Het publiceren gaat op ongeveer dezelfde manier als het testen van de add-on. Je kiest in het menu Publish -> Deploy as add-on en vult het formulier in. Als je dit hebt gedaan wordt je doorverwezen naar het Google Developer Dashboard en zie je daar je add-on staan. Deze is niet gepubliceerd nog en staat als ‘draft’ genoemd. Om de add-on te kunnen testen moet je hem publiceren. Tijdens de publicatie kan je hem beschikbaar maken voor wie je wilt, onder andere voor een groep testers. Zo kan je de gebruikerskant testen. De addon wordt dan geïnstalleerd voor de editor en zo kan je een formulier maken waar ook op gereageerd kan worden.
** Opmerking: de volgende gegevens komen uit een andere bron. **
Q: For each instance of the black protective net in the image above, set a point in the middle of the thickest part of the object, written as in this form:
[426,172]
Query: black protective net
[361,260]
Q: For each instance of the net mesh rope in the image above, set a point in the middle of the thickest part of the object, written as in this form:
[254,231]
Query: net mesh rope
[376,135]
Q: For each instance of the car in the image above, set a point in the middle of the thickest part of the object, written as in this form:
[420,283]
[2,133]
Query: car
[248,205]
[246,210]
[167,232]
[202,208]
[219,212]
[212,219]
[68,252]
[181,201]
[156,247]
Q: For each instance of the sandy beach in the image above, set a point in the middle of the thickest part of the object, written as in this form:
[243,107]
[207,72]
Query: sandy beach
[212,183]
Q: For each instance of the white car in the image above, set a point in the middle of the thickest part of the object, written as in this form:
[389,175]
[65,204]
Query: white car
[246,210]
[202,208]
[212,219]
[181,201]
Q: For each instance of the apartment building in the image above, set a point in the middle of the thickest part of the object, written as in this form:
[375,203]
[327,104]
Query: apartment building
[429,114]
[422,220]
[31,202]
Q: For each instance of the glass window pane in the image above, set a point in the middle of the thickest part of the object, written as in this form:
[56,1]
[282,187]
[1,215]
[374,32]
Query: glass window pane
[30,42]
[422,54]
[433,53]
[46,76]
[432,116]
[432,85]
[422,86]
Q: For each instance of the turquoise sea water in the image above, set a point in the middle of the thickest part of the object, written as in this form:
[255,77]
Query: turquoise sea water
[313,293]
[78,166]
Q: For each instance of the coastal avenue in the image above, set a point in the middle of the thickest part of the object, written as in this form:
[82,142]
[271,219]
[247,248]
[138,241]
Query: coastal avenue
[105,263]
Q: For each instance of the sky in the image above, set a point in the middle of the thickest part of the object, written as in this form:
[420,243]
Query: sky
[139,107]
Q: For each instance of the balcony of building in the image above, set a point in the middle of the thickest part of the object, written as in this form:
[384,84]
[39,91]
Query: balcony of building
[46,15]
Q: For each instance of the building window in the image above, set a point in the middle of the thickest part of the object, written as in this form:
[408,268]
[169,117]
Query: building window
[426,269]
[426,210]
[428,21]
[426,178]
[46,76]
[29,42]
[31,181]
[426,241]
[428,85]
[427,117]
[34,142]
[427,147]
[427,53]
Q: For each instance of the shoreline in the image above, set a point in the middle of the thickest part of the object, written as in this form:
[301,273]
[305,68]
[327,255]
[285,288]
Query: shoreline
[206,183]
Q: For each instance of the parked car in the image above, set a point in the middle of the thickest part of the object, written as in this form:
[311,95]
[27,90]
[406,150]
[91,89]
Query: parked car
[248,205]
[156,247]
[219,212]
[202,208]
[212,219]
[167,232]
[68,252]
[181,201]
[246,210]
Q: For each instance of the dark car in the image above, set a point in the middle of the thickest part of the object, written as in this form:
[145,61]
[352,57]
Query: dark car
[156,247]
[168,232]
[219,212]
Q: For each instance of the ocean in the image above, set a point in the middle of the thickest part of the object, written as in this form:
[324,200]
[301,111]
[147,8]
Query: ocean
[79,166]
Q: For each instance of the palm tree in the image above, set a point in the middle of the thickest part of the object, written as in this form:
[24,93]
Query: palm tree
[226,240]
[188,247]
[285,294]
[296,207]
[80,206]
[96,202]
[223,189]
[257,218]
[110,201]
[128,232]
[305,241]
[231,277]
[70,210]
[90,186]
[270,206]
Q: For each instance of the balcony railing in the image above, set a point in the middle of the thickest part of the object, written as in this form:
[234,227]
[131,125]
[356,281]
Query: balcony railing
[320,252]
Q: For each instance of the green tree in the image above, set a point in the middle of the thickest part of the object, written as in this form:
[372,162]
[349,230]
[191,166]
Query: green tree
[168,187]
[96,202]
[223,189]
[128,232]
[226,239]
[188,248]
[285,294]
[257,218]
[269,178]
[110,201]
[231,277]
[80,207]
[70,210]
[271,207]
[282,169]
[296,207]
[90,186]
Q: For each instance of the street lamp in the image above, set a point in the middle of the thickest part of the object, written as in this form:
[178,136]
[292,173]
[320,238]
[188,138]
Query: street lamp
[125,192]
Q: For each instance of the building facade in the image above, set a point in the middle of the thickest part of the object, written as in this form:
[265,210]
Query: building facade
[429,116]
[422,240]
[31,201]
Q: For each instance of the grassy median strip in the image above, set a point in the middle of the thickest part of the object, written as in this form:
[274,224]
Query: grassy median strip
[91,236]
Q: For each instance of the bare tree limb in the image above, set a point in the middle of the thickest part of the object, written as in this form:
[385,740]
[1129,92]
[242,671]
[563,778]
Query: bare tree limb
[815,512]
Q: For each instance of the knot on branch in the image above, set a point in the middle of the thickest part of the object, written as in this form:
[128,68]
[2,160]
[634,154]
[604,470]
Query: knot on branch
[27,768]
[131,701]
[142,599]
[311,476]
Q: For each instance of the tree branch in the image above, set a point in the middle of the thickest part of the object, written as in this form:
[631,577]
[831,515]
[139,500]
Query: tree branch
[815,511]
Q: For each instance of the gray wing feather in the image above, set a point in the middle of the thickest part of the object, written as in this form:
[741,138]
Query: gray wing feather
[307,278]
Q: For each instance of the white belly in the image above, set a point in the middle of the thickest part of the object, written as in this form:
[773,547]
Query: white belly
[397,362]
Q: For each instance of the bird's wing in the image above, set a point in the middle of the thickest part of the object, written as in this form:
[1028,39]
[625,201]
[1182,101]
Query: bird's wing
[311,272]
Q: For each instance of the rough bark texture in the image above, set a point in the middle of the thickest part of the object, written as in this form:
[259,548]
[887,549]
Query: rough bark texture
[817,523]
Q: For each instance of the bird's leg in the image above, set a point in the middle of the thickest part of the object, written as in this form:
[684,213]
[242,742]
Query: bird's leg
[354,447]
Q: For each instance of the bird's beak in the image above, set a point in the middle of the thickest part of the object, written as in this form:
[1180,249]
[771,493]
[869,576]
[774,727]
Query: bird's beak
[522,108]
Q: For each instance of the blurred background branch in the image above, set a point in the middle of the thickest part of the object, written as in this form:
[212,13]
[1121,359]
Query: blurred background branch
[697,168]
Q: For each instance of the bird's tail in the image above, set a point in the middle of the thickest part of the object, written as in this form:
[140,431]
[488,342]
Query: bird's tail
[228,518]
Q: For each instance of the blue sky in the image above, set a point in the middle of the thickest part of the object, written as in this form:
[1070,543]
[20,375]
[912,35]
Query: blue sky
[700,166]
Om dit vervolgens te debuggen kan je in de script editor de logs bekijken. Hierbij wordt alleen de laatste actie onthouden en weergegeven. Let er dus op dat je niet gelijk met 100 mensen tegelijk gaat testen want dan heb je geen duidelijke logging.
Conclusie
We hebben ondervonden dat het maken van een add-on relatief eenvoudig is. Er zijn echter wel een aantal haken en ogen aan. Alle punten die in deze blog zijn genoemd zijn overkomelijk en goed op te lossen. De grootste uitdaging is up to date blijven aangezien Google ook door ontwikkeld aan Forms. Zo kan het zijn dat je tool werkt maar een half jaar later niet meer werkt door een update in Google Forms.